The government seems keen to put together the new committee by August so that outgoing governor Raghuram Rajan’s last policy review can go through it.

The amendments to the Reserve Bank of India Act, 1934, that were notified on Monday will essentially alter the way RBI has functioned so far.

At present, the RBI governor, in consultation with a technical advisory panel within the central bank, decides India’s monetary policy. But the governor has the power to veto decisions.

The new monetary policy committee will comprise three top RBI officials including the governor and deputy governor as well as the three government nominees. The RBI governor will not have veto powers, but will have the casting vote in case of a tie.

Main objective

The objective of the monetary policy committee is to maintain price stability in the economy, that is, rein-in inflation – something that Rajan focused on throughout his tenure and faced immense criticism for.

The government will set for the monetary policy committee an inflation target that will be permitted a variation of plus or minus 2 percentage points. If inflation strays above or below this band and the permitted variation for three consecutive quarters, the committee and RBI will have to concede monetary policy failure and explain the reasons behind it.

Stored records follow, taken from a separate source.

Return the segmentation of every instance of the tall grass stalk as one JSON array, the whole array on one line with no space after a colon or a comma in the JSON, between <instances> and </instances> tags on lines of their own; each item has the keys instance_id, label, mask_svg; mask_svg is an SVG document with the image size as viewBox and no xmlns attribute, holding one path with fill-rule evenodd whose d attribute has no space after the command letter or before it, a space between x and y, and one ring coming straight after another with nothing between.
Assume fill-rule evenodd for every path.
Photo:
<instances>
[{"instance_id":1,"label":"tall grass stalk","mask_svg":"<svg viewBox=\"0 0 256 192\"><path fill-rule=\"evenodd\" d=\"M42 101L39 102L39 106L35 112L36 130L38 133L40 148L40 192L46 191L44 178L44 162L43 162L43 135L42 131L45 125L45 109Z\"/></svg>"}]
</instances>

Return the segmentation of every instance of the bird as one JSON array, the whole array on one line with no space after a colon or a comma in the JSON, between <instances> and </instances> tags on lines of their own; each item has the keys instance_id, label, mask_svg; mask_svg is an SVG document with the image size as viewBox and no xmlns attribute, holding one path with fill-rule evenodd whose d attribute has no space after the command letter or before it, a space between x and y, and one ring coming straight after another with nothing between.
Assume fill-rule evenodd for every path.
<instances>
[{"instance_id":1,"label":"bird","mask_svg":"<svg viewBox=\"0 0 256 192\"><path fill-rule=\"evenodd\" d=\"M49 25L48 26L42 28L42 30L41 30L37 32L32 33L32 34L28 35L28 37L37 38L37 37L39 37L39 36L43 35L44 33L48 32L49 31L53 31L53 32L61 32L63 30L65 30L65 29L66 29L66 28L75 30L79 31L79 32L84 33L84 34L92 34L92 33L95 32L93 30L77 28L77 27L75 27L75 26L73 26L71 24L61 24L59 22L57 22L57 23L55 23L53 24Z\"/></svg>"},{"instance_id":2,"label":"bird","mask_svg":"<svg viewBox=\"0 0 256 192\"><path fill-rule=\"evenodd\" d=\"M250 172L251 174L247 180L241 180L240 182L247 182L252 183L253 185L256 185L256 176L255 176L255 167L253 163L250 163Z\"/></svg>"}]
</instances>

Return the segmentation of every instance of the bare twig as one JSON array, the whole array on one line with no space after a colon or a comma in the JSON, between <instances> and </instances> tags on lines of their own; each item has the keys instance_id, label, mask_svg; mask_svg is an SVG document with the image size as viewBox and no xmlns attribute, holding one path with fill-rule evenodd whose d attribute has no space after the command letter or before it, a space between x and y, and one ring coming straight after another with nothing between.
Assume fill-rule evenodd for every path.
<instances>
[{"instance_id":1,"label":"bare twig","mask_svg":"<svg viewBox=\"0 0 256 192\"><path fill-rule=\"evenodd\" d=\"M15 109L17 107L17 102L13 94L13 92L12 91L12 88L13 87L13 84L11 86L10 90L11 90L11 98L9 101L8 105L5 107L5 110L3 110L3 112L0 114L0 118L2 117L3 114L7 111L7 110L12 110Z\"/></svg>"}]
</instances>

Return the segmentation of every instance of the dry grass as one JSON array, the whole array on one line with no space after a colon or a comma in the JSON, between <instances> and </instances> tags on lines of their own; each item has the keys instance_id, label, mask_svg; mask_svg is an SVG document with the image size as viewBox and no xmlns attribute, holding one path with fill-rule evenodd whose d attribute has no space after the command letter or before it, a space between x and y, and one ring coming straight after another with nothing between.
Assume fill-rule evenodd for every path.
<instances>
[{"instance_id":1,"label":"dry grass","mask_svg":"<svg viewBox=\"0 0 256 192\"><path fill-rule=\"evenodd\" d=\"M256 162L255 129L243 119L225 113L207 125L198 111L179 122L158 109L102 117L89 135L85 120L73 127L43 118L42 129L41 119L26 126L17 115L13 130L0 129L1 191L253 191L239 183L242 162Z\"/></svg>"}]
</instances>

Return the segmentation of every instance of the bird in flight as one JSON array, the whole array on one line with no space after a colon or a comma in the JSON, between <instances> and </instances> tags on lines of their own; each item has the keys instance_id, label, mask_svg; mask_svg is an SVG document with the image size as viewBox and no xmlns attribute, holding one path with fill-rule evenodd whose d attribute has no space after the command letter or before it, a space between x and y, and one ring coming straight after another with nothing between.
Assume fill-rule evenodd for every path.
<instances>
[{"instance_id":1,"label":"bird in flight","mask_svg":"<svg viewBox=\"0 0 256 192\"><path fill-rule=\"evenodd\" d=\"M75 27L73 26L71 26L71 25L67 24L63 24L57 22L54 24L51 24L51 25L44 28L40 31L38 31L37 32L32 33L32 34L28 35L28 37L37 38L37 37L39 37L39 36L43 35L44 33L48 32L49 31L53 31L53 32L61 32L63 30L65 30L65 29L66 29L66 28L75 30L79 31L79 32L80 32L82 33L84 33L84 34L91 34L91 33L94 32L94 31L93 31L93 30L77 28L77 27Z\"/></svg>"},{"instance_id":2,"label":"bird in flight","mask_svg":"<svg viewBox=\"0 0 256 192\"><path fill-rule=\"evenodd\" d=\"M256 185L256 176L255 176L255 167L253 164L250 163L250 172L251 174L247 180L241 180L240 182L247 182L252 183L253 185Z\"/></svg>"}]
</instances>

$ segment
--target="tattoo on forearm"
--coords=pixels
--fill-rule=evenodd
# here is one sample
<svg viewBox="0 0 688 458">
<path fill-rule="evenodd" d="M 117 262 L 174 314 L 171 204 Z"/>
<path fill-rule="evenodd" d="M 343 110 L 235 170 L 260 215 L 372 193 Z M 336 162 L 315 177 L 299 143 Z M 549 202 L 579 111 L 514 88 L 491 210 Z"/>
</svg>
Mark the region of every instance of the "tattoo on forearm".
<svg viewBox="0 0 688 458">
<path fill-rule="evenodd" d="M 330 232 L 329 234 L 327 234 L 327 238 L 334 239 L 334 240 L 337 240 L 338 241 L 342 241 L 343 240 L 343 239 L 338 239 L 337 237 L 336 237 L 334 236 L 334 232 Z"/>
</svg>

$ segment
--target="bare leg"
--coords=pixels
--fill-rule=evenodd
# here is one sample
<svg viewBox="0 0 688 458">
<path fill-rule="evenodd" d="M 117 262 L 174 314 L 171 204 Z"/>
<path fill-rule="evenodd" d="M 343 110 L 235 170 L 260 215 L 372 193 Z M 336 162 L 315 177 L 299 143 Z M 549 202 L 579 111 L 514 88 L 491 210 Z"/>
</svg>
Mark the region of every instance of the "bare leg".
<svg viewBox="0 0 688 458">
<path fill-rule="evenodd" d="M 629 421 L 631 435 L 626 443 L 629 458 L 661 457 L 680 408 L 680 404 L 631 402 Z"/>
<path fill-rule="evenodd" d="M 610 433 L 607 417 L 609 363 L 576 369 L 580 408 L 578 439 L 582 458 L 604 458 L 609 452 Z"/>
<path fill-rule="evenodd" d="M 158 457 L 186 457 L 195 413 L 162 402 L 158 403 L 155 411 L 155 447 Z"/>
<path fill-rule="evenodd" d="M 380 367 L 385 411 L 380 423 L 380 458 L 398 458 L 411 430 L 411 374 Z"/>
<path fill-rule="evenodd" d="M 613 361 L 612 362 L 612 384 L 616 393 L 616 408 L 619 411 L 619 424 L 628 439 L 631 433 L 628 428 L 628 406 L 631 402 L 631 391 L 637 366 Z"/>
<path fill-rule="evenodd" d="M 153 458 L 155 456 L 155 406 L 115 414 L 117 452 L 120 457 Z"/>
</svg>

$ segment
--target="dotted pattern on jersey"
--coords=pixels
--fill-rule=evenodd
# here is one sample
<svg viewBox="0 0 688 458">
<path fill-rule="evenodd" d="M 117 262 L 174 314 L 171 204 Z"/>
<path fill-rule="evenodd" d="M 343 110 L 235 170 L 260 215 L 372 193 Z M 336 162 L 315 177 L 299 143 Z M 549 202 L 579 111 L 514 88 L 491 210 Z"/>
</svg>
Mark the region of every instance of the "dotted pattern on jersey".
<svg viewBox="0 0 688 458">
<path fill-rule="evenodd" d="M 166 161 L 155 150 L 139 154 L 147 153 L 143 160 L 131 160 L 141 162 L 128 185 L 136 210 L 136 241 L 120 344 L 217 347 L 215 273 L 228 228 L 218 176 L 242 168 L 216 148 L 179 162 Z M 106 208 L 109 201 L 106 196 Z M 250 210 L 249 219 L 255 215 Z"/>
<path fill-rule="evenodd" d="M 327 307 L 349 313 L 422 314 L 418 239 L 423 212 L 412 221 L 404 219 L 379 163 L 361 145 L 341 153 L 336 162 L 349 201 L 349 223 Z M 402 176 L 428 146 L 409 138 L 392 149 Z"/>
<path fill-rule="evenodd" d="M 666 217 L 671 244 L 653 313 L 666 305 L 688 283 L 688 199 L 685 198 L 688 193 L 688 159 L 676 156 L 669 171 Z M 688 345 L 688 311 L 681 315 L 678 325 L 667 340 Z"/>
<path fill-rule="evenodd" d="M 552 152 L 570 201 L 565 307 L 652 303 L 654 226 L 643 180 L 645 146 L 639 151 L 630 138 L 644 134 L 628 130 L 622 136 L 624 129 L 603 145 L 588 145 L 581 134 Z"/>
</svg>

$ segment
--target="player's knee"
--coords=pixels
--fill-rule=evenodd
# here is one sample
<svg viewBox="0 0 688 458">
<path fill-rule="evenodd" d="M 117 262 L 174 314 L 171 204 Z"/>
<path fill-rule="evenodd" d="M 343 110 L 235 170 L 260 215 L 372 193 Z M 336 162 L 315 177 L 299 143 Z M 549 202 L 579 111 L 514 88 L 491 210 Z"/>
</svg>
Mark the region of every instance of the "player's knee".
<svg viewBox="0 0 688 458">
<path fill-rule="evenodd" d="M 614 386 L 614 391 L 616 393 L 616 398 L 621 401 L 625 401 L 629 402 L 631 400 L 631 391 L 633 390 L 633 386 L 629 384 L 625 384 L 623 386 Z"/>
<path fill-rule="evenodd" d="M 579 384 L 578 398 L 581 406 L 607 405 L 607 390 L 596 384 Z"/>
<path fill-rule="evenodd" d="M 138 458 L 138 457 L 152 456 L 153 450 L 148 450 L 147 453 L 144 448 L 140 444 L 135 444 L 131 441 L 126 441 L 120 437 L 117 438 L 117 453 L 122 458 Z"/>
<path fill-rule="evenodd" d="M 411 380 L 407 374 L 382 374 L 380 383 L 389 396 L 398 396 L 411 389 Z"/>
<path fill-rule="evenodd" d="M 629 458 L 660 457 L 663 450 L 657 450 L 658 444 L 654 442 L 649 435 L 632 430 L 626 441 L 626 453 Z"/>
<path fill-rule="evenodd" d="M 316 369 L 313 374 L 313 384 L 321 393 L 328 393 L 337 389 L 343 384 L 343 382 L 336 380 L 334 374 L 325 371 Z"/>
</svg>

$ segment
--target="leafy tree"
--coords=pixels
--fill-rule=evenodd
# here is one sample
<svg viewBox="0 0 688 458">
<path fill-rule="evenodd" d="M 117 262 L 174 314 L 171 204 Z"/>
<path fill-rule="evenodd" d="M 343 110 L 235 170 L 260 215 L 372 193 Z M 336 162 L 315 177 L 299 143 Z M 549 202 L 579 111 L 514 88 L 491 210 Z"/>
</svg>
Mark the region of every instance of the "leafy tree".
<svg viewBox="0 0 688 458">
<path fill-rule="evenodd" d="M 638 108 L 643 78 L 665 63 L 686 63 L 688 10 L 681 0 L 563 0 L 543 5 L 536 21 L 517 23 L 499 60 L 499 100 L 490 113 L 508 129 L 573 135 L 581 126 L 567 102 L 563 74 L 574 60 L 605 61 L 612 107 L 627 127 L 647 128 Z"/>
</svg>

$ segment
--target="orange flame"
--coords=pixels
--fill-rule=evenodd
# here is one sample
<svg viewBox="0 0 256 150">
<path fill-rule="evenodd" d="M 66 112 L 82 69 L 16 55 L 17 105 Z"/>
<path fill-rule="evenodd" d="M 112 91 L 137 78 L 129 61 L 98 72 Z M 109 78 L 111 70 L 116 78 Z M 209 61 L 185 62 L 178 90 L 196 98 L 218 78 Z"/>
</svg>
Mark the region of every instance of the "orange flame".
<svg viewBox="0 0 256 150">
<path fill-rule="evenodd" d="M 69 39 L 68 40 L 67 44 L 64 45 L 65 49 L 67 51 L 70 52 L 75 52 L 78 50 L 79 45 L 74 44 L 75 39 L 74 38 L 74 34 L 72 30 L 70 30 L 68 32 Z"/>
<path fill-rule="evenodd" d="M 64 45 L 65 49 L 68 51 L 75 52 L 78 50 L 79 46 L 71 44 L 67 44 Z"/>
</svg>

While one argument is that the new committee will dilute the autonomy of the RBI and make it prone to influence from the government or big business, outgoing governor Rajan thinks otherwise.

Aside from the back and forth regarding the composition of the committee for which the RBI was at loggerheads with the government, Rajan has largely been on board, and has even emphasised the importance of such a committee.

Indicating that six heads were better than one while forming policies that will have a wide-ranging impact on a billion people, Rajan said in March that a committee would be less prone to “undue pressure”.

“While the RBI governor will no longer be able to set monetary policy unilaterally, I believe shifting the decision to a committee is in the economy’s interest,” Rajan said during a lecture in Delhi. “Not only will a committee aggregate multiple views better than an individual can, it will offer more continuity and will be less subject to undue pressure.”

Importance of autonomy

C Rangarajan, former governor of the RBI wrote in the Hindu last year, that the new monetary policy framework was a “land mark in the evolution of monetary policy in our country”. He added that clarifying the objective of the Reserve Bank of India – inflation control – was a welcome step, which enhanced the bank’s autonomy.

At the same time, he argued against the majority being comprised of government nominees (that was one of the government's initial suggestions), saying that the committee's composition should enhance the RBI’s accountability not weaken it.

“Any mechanism that we create such as a Monetary Policy Committee should not weaken but, on the other hand, strengthen the hands of Reserve Bank of India to deal effectively with inflation,” he wrote.

There are expectations that Rajan’s last monetary policy review in August before his tenure ends in September will be signed off by the new committee and that should provide a good sense of the level of synchronisation between the central bank and the Finance Ministry.